Voters in the EU are worried about Election Hacking and Disinformation


UK voters are among the most concerned in Europe regarding the potential election hacking. A new European Commissions study reveals that UK voters fear cyber-attacks could affect upcoming elections.

The fear of Election Hacking

More than 27,000 citizens across the EU were polled with face-to-face interviews to better understand their concerns ahead of the upcoming European elections in May 2019. An average of 61 per cent of participants claimed to be worried about potential cyber-attacks manipulating the results of the election. However, this figure rose to 67 per cent in the UK, one of the highest of any country. 64 per cent of UK voters were also more likely than most
Europeans (59 per cent) to fear foreign actors and criminal groups influencing elections covertly.

Across Europe, 67 per cent were said to be concerned about their personal data being used to target the political messages they see. This was a reference to the Cambridge Analytica scandal that may have affected the results of the US presidential election and Brexit referendum in 2016.

Staying Protected

On the bright side, the vast majority of those who took part in the poll agreed on the ways in which these threats should be tackled. It was agreed that there should be more transparency to social media, including the affiliation of those behind online ads. There should also be a right to reply for political candidates on social media.
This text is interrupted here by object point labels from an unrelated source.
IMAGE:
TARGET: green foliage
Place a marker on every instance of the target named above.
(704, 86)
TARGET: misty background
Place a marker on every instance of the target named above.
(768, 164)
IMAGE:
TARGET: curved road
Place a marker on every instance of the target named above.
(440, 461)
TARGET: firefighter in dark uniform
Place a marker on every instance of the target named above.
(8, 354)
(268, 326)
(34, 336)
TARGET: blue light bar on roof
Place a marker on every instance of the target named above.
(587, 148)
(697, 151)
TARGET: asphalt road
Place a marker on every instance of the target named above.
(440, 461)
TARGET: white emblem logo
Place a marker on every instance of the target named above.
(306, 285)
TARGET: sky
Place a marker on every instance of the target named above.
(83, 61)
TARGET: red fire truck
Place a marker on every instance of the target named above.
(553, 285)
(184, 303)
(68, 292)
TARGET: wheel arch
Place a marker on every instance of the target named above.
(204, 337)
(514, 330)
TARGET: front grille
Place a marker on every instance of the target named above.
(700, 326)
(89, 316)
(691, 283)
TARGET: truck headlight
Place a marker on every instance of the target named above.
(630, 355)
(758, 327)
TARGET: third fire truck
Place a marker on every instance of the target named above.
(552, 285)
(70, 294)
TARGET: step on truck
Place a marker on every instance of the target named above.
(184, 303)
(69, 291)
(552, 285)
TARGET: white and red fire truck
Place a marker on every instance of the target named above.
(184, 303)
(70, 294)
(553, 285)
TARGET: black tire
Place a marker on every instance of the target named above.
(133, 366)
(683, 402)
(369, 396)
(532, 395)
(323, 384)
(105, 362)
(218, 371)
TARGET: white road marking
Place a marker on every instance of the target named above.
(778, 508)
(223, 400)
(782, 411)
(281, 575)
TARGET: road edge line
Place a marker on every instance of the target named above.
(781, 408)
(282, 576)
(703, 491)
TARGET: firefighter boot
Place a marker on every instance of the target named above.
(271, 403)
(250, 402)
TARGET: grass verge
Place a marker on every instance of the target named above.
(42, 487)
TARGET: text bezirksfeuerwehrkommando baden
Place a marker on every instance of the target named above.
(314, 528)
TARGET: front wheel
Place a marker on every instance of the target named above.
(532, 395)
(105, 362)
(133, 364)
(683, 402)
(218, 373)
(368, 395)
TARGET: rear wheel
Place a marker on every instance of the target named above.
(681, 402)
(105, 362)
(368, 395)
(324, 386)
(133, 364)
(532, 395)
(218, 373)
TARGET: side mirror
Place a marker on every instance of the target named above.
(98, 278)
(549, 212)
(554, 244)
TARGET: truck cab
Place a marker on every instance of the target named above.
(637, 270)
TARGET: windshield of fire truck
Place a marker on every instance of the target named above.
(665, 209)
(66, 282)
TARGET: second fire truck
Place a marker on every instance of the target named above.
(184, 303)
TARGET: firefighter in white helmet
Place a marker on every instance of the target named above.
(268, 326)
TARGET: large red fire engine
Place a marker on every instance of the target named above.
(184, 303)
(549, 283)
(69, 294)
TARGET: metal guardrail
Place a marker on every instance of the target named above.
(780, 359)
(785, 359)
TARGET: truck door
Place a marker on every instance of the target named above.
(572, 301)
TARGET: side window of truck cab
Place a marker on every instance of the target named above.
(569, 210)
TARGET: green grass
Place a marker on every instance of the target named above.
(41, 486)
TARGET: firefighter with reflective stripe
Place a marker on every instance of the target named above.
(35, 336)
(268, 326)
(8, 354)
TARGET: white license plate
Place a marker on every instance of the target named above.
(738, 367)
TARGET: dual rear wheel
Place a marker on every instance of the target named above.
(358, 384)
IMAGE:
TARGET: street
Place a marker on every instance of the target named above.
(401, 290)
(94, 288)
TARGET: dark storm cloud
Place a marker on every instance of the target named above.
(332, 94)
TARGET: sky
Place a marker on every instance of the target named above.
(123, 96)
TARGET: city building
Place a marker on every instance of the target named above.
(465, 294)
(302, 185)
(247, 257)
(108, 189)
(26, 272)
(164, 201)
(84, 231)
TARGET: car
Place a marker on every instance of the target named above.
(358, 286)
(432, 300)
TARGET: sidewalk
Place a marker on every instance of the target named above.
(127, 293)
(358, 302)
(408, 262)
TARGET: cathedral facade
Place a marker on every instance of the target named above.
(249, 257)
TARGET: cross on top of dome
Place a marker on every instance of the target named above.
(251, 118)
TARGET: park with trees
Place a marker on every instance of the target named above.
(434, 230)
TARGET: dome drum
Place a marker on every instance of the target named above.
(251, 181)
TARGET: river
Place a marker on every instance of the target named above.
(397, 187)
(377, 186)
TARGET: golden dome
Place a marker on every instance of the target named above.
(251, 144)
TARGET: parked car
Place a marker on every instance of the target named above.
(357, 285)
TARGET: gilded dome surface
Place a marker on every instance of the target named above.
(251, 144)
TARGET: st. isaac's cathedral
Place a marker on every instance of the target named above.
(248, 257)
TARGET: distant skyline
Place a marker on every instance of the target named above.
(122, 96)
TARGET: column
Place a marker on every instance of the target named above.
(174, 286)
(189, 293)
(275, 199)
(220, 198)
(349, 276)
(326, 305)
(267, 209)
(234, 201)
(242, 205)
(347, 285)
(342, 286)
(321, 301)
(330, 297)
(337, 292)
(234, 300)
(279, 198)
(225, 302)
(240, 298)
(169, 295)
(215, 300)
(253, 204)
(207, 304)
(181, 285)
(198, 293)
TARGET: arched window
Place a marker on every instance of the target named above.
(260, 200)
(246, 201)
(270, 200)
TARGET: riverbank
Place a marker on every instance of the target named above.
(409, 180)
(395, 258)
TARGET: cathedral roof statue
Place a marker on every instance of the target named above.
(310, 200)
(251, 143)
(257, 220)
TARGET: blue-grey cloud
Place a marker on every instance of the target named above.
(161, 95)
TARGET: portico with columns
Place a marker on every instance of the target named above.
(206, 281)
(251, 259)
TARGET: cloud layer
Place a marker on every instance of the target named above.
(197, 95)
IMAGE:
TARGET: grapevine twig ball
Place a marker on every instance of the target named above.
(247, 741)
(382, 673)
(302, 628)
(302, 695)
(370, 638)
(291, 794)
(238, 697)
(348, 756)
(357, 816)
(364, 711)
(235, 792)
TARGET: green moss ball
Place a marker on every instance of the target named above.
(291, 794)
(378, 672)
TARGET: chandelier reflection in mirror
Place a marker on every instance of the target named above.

Finally, there should be a silence period on social media ahead of key votes, as with traditional media.

No Reason to Worry

Laurie Mercer, a security engineer at HackerOne, argued that British voters should not fear cyber-attacks. This is because, unlike in the US, the system is paper-based.

“Confidence in government IT systems is low. British citizens are worried that their data will be breached. That said, it is difficult to justify this level of concern when thinking of the paper-based elections that we hold in the UK,” he added.

“During British elections, voters mark ballot papers with a pen in a voting booth in a polling station, which is later counted manually. The process is physical: there is a risk of social engineering, but it is really quite difficult to ‘hack’ a paper-based election to the extent that the result can be affected.”

Social Media

DomainTools senior security advisor, Corin Imai believes disinformation on social media to be a real challenge.

“When we consider how disinformation campaigns spread by outside forces attempted to exert influence over the EU referendum campaign, it makes sense that the UK is more fearful of the cyber-threat to elections than other parts of Europe, but this does not mean that those outside of the UK is safe,” she argued. “All Western democracies should be concerned by attempts to use cyber-attacks and fake news, which could be used by hostile nation-states for their own gain. While much has been made of how utilities represent critical infrastructure which is vulnerable to cyber-attack, the integrity of our electoral process is just as, if not more critical to our way of life, and should also be considered critical.”